How To Make Your Statistics Skimpy Yet Meaningful

Statistics are like a bikini – what is revealed is interesting but what is hidden is crucial. “ – Aaron Levenstein, Associate Prof. emeritus of Business, Baruch College.

Statistics tell us about general trends and properties about our data but often they hide information that would give key insights.

The goal of every analyst then is to make statistics skimpy – but at the same time, make them as revealing as possible while not overwhelming the decision maker with unnecessary numbers.

In this post, I will focus on working the average and median statistics. While widely used to describe trends and data, they have a few limitations which can give you a wrong impression of what is going on.

Consider the revenue from three campaigns shown below:

image001

The following patterns are readily apparent:

  1. The average revenue for Campaign 1 is close to $1000 a day.
  2. For campaign 2, the average revenue appears to be increasing and it has also had a few exceptional days.
  3. Campaign 3’s performance appears to fluctuate a lot.
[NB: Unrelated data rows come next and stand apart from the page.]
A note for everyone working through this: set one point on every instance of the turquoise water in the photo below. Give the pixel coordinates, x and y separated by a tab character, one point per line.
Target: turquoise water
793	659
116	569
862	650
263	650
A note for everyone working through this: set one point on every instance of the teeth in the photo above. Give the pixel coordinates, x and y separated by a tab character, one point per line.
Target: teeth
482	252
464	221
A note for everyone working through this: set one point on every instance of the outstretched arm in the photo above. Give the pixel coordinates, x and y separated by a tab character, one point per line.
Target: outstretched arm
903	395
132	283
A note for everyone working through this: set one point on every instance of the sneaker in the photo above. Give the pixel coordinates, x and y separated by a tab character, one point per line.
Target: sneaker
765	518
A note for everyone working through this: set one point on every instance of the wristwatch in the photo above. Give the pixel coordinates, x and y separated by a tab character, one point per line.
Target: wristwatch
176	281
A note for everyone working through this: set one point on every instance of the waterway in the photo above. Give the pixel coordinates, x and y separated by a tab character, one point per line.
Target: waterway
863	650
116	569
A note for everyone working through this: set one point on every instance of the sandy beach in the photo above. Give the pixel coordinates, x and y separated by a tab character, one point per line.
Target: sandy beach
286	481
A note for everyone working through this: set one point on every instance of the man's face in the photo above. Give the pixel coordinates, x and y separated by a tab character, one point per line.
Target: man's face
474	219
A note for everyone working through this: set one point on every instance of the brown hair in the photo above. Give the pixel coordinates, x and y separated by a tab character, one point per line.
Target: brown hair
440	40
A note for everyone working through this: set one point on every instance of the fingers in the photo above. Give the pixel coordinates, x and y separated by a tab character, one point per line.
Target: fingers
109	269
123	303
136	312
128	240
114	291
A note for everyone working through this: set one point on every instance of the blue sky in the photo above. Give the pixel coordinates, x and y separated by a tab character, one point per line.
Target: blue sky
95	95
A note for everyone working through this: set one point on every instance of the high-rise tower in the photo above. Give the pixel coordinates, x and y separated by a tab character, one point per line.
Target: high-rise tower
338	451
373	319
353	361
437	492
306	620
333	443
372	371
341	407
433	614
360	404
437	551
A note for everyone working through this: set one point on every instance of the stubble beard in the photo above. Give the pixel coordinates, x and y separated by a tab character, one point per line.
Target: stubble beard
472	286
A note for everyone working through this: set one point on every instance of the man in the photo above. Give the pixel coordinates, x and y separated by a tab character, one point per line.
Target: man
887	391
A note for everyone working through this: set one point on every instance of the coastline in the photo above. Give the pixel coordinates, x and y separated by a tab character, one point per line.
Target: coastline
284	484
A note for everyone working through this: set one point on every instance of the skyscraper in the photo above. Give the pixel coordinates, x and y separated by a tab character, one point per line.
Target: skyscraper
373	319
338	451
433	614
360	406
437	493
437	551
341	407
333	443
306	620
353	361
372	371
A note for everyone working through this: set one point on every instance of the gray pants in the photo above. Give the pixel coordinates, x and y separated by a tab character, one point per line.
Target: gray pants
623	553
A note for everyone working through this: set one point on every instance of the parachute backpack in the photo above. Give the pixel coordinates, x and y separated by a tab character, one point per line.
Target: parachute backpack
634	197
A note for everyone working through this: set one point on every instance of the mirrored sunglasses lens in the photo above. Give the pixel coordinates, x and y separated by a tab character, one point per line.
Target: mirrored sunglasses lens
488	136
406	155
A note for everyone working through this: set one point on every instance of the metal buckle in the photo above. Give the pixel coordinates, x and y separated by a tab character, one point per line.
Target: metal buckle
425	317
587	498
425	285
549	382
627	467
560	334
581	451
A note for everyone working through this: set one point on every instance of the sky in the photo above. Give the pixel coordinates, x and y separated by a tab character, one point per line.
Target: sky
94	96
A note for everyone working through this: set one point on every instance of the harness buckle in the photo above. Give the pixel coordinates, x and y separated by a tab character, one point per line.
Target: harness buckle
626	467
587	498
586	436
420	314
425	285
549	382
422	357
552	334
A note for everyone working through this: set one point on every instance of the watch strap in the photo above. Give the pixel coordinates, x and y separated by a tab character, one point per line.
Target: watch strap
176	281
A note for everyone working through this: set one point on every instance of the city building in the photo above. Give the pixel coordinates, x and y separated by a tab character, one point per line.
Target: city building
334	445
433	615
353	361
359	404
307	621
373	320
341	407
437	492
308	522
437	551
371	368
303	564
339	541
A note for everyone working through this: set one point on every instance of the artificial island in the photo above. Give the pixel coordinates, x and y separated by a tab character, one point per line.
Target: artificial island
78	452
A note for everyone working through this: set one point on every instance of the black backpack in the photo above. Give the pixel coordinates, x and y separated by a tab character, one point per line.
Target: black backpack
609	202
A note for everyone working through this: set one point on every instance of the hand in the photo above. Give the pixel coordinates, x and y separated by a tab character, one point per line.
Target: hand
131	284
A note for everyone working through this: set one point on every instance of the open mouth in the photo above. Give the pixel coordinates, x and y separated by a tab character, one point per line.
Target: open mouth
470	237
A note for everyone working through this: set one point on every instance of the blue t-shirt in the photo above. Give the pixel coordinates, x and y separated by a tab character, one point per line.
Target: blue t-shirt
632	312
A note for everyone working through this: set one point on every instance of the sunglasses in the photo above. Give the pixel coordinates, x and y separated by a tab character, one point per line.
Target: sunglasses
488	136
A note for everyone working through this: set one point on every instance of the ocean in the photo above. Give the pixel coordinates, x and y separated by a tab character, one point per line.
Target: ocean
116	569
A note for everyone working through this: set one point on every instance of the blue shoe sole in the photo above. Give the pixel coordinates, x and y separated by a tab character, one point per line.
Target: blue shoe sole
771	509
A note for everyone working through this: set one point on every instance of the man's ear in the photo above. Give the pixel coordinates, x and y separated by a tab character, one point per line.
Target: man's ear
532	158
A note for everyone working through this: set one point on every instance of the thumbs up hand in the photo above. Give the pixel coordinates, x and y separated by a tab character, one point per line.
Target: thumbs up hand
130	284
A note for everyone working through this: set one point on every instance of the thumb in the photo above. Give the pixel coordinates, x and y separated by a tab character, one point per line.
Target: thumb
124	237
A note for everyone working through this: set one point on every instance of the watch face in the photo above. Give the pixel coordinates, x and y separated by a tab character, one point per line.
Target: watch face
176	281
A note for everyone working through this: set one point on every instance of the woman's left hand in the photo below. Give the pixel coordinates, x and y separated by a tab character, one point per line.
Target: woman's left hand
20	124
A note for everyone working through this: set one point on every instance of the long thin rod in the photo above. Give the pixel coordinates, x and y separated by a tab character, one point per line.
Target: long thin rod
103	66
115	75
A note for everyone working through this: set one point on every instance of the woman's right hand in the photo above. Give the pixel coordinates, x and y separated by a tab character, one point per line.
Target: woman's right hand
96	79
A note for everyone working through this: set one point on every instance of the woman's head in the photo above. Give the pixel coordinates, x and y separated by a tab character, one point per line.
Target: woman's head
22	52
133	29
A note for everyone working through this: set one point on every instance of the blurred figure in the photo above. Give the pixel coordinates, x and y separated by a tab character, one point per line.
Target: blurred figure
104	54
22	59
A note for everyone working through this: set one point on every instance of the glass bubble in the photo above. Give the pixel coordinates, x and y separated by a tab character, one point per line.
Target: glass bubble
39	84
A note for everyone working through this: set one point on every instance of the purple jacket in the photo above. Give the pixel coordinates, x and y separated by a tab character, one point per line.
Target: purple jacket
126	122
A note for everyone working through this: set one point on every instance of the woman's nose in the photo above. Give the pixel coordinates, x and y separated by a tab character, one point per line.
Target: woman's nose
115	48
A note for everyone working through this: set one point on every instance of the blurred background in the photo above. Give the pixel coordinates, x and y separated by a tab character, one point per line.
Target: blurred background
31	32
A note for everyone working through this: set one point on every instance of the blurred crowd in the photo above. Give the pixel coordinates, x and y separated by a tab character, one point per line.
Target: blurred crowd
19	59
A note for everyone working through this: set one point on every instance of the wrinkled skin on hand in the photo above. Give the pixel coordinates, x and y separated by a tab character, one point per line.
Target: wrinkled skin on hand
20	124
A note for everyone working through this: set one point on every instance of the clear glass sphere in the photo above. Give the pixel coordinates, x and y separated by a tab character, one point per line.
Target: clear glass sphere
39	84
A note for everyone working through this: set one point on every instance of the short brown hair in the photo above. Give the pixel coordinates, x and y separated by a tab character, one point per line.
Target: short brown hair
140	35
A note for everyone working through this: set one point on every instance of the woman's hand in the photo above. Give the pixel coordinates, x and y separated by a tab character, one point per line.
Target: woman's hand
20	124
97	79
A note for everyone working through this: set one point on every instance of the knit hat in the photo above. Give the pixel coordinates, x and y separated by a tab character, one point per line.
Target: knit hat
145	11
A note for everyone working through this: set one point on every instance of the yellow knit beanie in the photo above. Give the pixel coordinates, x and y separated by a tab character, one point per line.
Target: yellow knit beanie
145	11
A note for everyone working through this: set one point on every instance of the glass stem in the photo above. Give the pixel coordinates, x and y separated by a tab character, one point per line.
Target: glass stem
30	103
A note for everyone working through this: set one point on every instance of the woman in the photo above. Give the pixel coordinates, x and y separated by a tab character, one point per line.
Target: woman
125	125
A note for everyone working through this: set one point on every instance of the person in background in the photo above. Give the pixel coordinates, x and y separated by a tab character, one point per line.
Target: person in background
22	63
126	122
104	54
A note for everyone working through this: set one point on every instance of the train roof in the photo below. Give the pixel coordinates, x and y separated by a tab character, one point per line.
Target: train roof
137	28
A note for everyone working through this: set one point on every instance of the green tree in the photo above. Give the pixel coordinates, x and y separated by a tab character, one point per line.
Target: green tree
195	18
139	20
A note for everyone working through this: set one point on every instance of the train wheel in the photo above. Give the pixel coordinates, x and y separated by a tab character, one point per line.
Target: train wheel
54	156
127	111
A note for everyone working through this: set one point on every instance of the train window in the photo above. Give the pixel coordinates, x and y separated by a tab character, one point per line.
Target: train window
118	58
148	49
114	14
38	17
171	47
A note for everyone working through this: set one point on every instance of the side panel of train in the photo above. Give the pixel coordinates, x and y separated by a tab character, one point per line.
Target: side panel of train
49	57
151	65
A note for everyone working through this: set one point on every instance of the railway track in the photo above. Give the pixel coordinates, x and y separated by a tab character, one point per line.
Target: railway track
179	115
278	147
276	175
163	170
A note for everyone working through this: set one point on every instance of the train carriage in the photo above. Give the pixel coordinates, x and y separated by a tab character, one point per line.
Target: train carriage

Taking the average and median revenue in the time period for all three campaigns, we get the following graph:

image002

The average revenue of all three campaigns is comparable. Campaign 2 appears to have a significantly higher average revenue.

However, when we look at the median revenue (i.e. the middle value of the revenue data), we see that Campaign 3 has the best performance, while Campaign 2 has the worst.

Since we have daily data, we know that Campaign 2’s apparently superior average is due to two primary reasons:

  • Performance has gradually improved with time
  • It has had a few exceptional days of performance.

Moreover, Campaign 3’s apparently superior median is due to its performance volatility. Clearly, both the mean and median statistics provide a partial picture about performance and can lead you to mistaken conclusions.

The simplest solution that comes to mind is to not provide statistics but provide time series data like the first graph.

Unfortunately, this clearly defeats the purpose of providing statistics. That is, to compress large volumes data into simple, digestible metrics that provide clear and concise information about the nature of your data.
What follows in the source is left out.